License: This is an open access protocol distributed under the terms of the Creative Commons Attribution License, which permits unrestricted use, distribution, and reproduction in any medium, provided the original author and source are credited
This protocol outlines the workflow for loading prepared library samples onto the Sequel IIe. It is recommended to use this protocol after "PacBio SMRTbell Library Prep 3.0 (Manual Version)" or after library prep on the Sciclone. Samples should be around 12-15 kb in size and between 20 and 60 ng/µL.
Materials
Reagents
Sequel II Binding Kit 3.2 (PacBio Cat# 102-194-100)

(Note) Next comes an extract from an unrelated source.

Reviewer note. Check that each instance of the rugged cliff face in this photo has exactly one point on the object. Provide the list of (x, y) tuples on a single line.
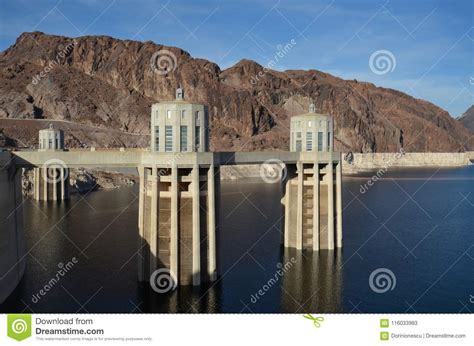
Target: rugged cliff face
[(104, 84), (467, 119)]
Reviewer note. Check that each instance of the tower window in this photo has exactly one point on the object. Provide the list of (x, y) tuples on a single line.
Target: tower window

SMRTbell Cleanup Beads (PacBio Cat# 102-158-300)
Sequel II Sequencing Kit 2.0 (1 rxn) or (4 rxn) (PacBio Cat# 102-194-400 or 101-820-200)
SMRT Cell 8M Tray (PacBio Cat# 101-389-001)

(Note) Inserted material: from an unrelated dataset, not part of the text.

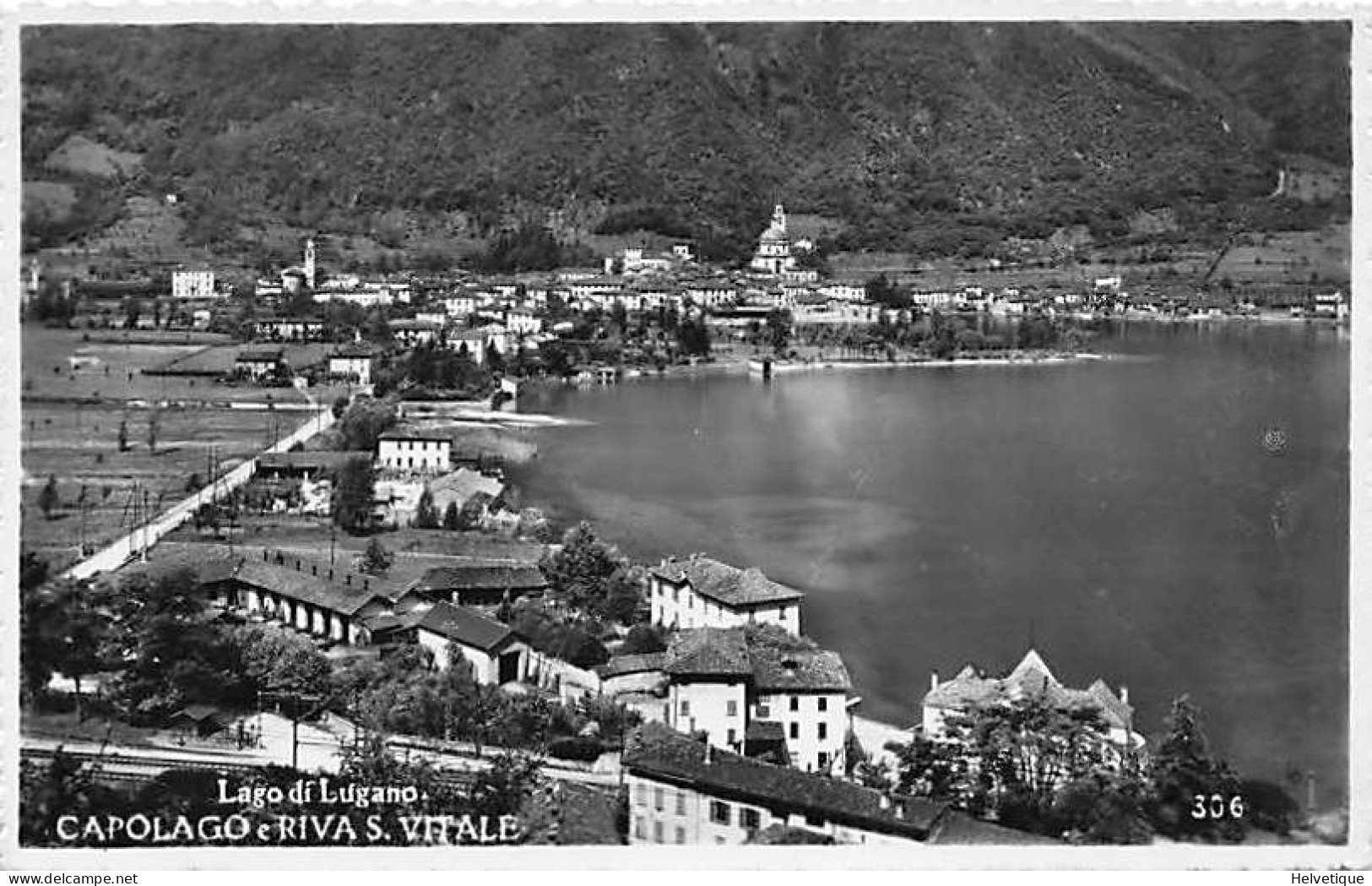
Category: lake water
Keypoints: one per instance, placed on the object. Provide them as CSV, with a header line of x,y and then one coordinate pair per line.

SMRT Cell Oil (PacBio Cat# 100-621-300)
optional Qubit 1x dsDNA High Sensitivity Kit, (Thermo Fisher Scientific Cat# Q33231 or Q33230)
Supplies
Pipette Tips, Sterile, Filtered (P2, P20, P200), any manufacturer
Microplate centrifuge (Eppendorf Cat# 022620596 or equivalent)
Microplate Heat Sealer (Thermo Fisher Scientific Cat# AB1443-A or equivalent)
Sequel IIe Sequencer (PacBio)
Safety warnings
Safety information
Compressed Gas Warning: The Sequel IIe instrument requires gaseous nitrogen, supplied by a nitrogen cylinder. Compressed nitrogen gas may cause rapid suffocation (by displacement of oxygen) or frostbite (from contact with rapidly expanding gas) if released. Cylinders may explode if heated, causing injury or death and releasing the compressed gas. Keep nitrogen cylinders tightly closed until properly connected to the equipment (properly rated for cylinder pressure). Always keep cylinders upright and strapped to the wall.
Chemical Safety Warning: Take proper precautions and wear appropriate PPE when handling potentially hazardous chemicals. Ensure that chemicals, spent containers, and unused contents are disposed of in accordance with governmental safety standards.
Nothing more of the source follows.